Which brings me to the payments industry. All kinds of market participants “buy” payments today … consumers make a payments purchasing decision when they choose a card (or cash, check or bitcoin); retailers buy payments when they select a merchant processing solution; governments and non-profits buy payments when they make decisions about what tender types they will accept and via what providers; and in the B2B context, both buyers and suppliers face off against the payments industry when they decide how to settle their bills and accept payments against invoices. Industry participants (issuers, acquirers, processors, lockbox vendors, etc) have been chipping ice out of lakes for years, and are newly wary about these new ice factories (mobile phones, EMV, NFC, blockchain rails, etc) that are springing up in various pockets of the industry.

Those new enabling technologies miss the main point, the real disruption that should be terrifying the incumbents, which is that fewer and fewer market participants are making any kind of payment decision at all. Over time, consumers won’t say “I’ll choose the card that has the best mobile interface”; they will choose Uber (or Apple Pay, Paypal, etc) and whatever funding mechanism they selected at inception will just fire away. God help the ISO that tries to get the attention of a retailer who has selected Booker (or Shopkeep, Revel, etc) as their ERP system; that merchant has already lit up payments within the software that runs their business. Governments and nonprofits will similarly turn a deaf ear to payments companies, having leveraged fundraising software from Evertrue (or Abila, Blackbaud, etc) or built General Ledger integrations into peerTransfer for cross-border payments. Businesses, having selected Billtrust (or Paymetric, Delego, etc) for their invoicing and AvidXchange (or Taulia, Chrome River, etc) for their Expense and Payables Management, will have no need or interest in speaking with traditional cash management and lockbox vendors.

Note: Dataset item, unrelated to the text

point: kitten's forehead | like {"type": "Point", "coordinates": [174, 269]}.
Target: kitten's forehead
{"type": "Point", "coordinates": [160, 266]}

Elegant, integrated and cloud-based software is submerging the payments business, and stripping it of its value. We at BCV have invested in a number of companies along this theme, including Billtrust, Booker, Chrome River, Evertrue and peerTransfer.  Today we’re announcing a large investment in AvidXchange, alongside Foundry, NYCA, TPG, KeyBank and other industry notables.  AvidXchange is the leader in AP automation solutions for the middle market, and has quickly built a substantial commercial payments business that provides additional value to their software customers.  Mike Praeger and his team have been ahead of their time in recognizing that controlling data and workflows creates a unique opportunity to monetize payments volume, and we’re excited to help them take it to the next level.

Many existing payments companies are already partnering with our software companies, and others, but many are ducking their heads in the sand. To those ice harvesters, I quote my 7 year old daughter: Beware the frozen heart.